What went so horribly wrong between the hopeful beginnings in 1789 and the terror of 1793? Many things, as usual. Some of the worst weather in decades ruined several harvests and inspired a dangerous connection between the need for political reforms (i.e., a representative legislature) and the need to feed the hungry. Austrian military intervention inspired an equally dangerous tie between political radicalism and paranoiac xenophobia. Particularly important, though, according to Schama's most interestingly unfashionable thesis, the revolutionaries believed in their own Rousseauean rhetoric, their demagogic speeches and pamphlets (Marat and others were successful journalists), their repeated appeals to patriotic bloodshed. Schama writes, "From the first year . . . violence was not just an unfortunate side effect from which enlightened Patriots could selectively avert their eyes; it was the Revolution's source of collective energy. It was what made the Revolution revolutionary."

Schama's interpretation is deeply conservative (a viewpoint with a current vogue all its own), and he is quite aware that violence has brought other Jacobins to power in other child-eating revolutions. King Louis did not deserve the guillotine, Schama argues, and the supposed achievements of the revolution hardly justified all the other killing. When it ended, new taxes had replaced old taxes, and the poor remained as poor as ever. If there is one serious weakness in Schama's portrait, it is his intense antipathy toward the Jacobin leaders, the Robespierres and Marats, whom he presents less as misguided zealots than as monsters. Indeed, the guillotining of Robespierre in 1794, where Schama abruptly ends his chronicles of a ruined France, seems almost to give him a sense of grim satisfaction.

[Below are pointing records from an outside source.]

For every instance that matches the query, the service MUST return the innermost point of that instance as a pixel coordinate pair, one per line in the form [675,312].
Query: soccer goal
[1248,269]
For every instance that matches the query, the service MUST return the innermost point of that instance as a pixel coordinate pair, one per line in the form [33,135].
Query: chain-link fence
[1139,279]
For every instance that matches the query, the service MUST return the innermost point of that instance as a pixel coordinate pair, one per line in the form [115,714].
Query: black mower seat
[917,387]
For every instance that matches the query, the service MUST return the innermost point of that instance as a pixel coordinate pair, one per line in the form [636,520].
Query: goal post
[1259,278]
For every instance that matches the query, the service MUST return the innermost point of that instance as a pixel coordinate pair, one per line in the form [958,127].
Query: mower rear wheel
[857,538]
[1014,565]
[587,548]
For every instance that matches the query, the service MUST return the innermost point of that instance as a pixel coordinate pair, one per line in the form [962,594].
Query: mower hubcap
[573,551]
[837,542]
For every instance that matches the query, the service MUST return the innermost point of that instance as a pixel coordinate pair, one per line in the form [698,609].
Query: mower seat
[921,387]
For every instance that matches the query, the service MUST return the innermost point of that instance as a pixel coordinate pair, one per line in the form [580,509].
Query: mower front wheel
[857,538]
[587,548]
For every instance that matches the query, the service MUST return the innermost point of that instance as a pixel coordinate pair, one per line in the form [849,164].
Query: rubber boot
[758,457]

Still, there is no need for ideology to teach us such lessons when history does it so much more subtly -- by means of Napoleon's elephant and all the rest of what Schama calls history's "chaotic authenticity." Thus the Marquis de Condorcet, eminent mathematician, philosopher and advocate of the republic, ended fleeing for his life through the outskirts of Paris. Stopping at an inn, he ordered a restorative omelet. When asked how many eggs he wanted in it, he thoughtlessly asked for a dozen. He was promptly arrested as a suspicious character and locked up in a prison cell, where he was later found mysteriously dead.